A Crack in the Edge of the World, by Simon Winchester

Fantastic book, as usual, from Winchester. 3 main story lines: (1) how plate tectonics work, with particular attention on our lovely left coast, (2) the history of San Francisco, and (3) a recounting of the events of April 18, 1906 (great picture of City Hall at that link).

And forgive me for the long excerpt, but here’s my favorite bit, relevant today for so many different reasons:

Seldom does an entire and very large urban community fall victim to utter disaster. Most great catastrophes tend to be relatively local — an explosion will devastate an awesome number of city blocks here, a fire will wreck a neighborhood there, a flood will inundate the lower-lying parts of a town, terrorists will wreak mayhem in a crowded urban quarter. But once in a mercifully rare while there are those events that enfold and ruin in full the complex engine work that is an established, fully developed urban society. The dropping of the atomic bombs on Hiroshima and Nagasaki are among the most obvious. The Great Fire of London in 1666. The Black Death. The wartime destruction of Berlin and Dresden. the volcanic ruin of Santorini, of Pompeii and Herculaneum, and Merinique’s St. Piere. The huge eatrhquakes in Lisbon and Tangshan — and then, in 1906, in San Francisco.

the biggest of these cities survived. The smaller communities — Pompeii and St. Pierre, for example — lost their raison d’etre once their buildings were gone, once their monuments were buried and their byways obliterated. but the world’s big cities generally exist for reasons that go far beyond the accumulation of buildings that is their outward manifestation. Their presence in the place they occupy is invariably due to come combination of geography – they lie by a river crossing, in a bay of refuge, at the mouth of a mountain pass — and of climate, together with some vague and indefinable organic reason that persuades humankind to settle there.
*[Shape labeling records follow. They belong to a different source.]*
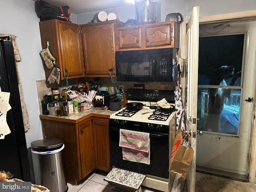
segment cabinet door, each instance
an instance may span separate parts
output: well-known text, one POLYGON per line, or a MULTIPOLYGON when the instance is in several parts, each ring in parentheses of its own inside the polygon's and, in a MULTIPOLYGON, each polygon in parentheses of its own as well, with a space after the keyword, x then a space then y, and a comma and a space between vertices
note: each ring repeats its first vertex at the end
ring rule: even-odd
POLYGON ((118 30, 118 47, 120 49, 141 47, 141 28, 120 29, 118 30))
POLYGON ((154 47, 171 45, 171 26, 170 24, 146 27, 146 46, 154 47))
POLYGON ((82 175, 84 178, 95 168, 92 121, 78 124, 82 175))
POLYGON ((108 70, 115 66, 113 23, 82 27, 86 74, 108 76, 108 70))
POLYGON ((108 122, 109 120, 92 120, 95 168, 97 169, 106 171, 110 170, 108 122))
MULTIPOLYGON (((69 77, 82 77, 84 62, 79 26, 70 23, 58 22, 63 72, 67 70, 69 77)), ((67 76, 65 73, 65 76, 67 76)))

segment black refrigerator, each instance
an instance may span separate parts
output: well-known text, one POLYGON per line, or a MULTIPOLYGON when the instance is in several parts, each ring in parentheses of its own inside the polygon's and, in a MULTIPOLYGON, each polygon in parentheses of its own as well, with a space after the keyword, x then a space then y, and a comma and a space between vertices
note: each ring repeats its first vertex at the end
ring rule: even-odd
MULTIPOLYGON (((28 150, 20 99, 11 36, 0 37, 0 86, 10 93, 12 109, 6 120, 11 133, 0 139, 0 171, 9 172, 14 177, 31 181, 28 150)), ((1 125, 0 125, 1 126, 1 125)))

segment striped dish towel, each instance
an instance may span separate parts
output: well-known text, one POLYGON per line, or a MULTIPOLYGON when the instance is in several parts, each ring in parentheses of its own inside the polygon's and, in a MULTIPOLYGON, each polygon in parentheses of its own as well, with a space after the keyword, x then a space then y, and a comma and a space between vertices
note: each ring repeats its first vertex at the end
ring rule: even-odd
POLYGON ((122 147, 123 159, 149 164, 149 133, 120 129, 119 146, 122 147))

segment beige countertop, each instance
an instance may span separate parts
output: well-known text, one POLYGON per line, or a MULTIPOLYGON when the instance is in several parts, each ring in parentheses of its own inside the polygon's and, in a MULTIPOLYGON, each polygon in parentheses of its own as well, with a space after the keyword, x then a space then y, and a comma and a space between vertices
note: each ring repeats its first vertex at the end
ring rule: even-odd
POLYGON ((115 112, 116 112, 102 110, 100 107, 92 107, 90 109, 84 110, 77 114, 71 114, 67 116, 57 117, 53 115, 40 115, 40 119, 77 123, 92 117, 109 118, 110 116, 115 112))

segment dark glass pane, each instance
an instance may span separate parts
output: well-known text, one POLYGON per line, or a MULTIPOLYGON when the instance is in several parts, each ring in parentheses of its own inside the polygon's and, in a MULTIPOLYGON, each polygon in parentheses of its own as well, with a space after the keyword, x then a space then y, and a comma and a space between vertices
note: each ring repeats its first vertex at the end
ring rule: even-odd
POLYGON ((211 98, 214 88, 198 88, 198 130, 238 134, 241 90, 218 88, 219 91, 230 91, 227 97, 211 98))
POLYGON ((242 70, 244 36, 199 38, 198 85, 240 85, 240 74, 237 74, 236 81, 232 82, 232 78, 242 70))

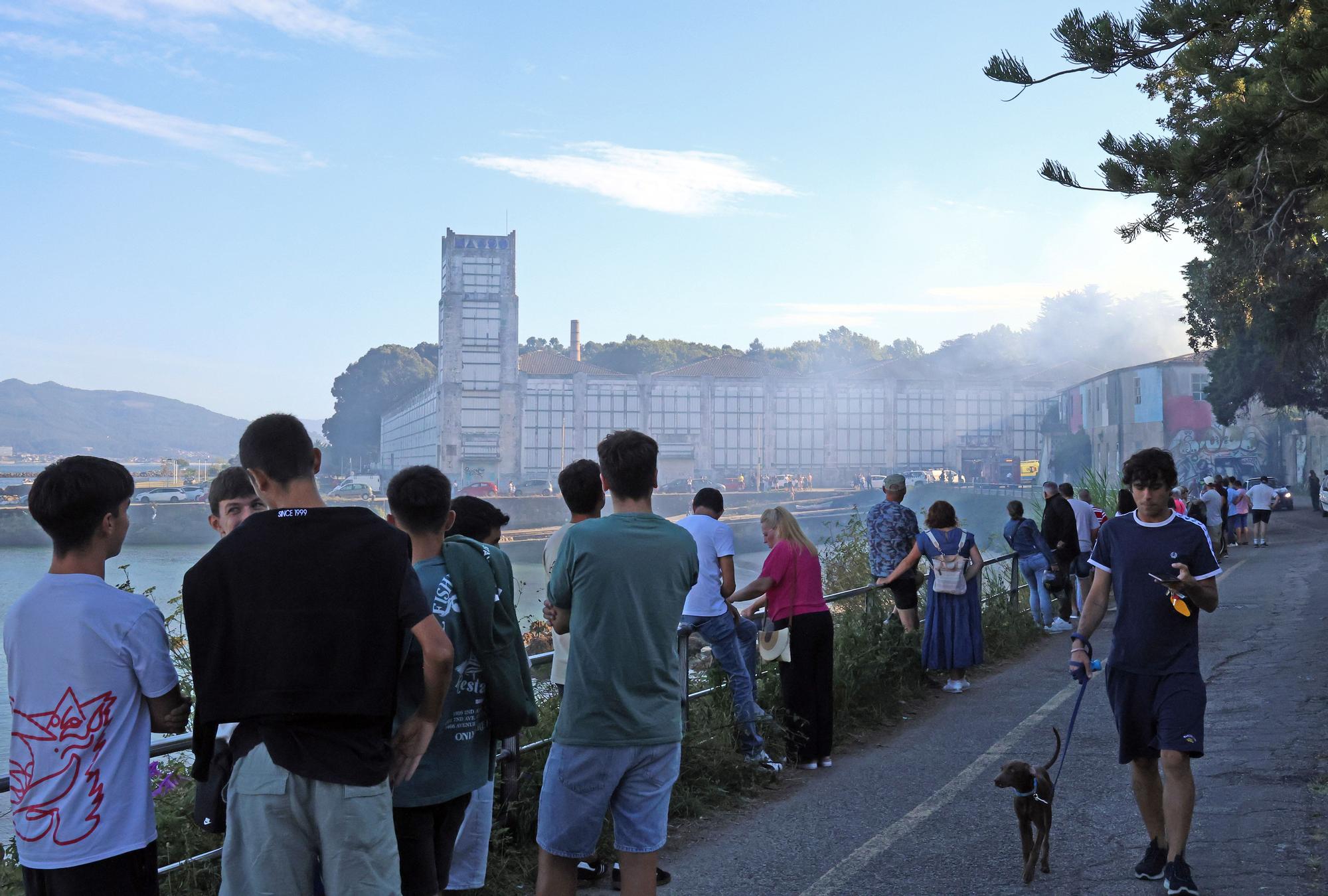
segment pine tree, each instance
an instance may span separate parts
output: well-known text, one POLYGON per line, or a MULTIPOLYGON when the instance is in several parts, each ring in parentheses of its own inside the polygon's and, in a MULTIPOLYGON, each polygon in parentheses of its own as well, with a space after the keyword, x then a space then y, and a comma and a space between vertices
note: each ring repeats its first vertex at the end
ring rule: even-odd
POLYGON ((1003 50, 987 77, 1021 94, 1133 69, 1167 113, 1161 135, 1098 141, 1104 186, 1052 159, 1041 177, 1153 195, 1120 235, 1182 228, 1208 252, 1183 269, 1186 323, 1193 349, 1214 349, 1220 421, 1254 397, 1328 413, 1328 3, 1150 0, 1133 17, 1074 9, 1052 35, 1073 68, 1033 77, 1003 50))

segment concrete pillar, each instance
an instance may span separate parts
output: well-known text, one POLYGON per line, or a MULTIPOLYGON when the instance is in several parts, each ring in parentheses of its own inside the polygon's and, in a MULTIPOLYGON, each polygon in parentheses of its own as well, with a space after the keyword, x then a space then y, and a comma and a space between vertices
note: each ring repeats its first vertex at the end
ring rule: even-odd
POLYGON ((701 377, 701 431, 692 437, 693 457, 701 470, 714 470, 714 377, 701 377))
POLYGON ((834 377, 825 377, 825 430, 821 433, 821 475, 826 485, 843 482, 846 474, 839 469, 839 402, 835 400, 834 377))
Trials of any kind — war, pestilence, natural or human violence, with wholesale death or total physical destruction, or both, being the harshest of all — may slow that growth or cause some other setback; but such things are just setbacks, and before long the original reasons for a city’s existence reassert themselves. Life returns, buildings and roads are rebuilt, new monuments spring up or old ones are found and dusted off, and before long the city returns to its old self, ready to see what more fate can hurl at it, to challenge and strengthen and temper its will to survive. It may not always entirely regain its predisaster status — San Francisco had to cede much to Los Angeles, for example. But generally, so far as their respective quiddities are concerned, great cities always recover.

…So whether it is Manhattan, Falluja, Warsaw, Coventry, or Hiroshima, it seems true that though cities may on occasion lose their heart, they seldom also lose their soul; and San Francisco was no exception. All that its shattered, wearied, and suddenly impoverished citizens needed was leadership, someone to take charge, someone to lift the demoralizing burdens of wreck and ruin from their shoulders and show them the possibilities of remaking the place that they had called their home.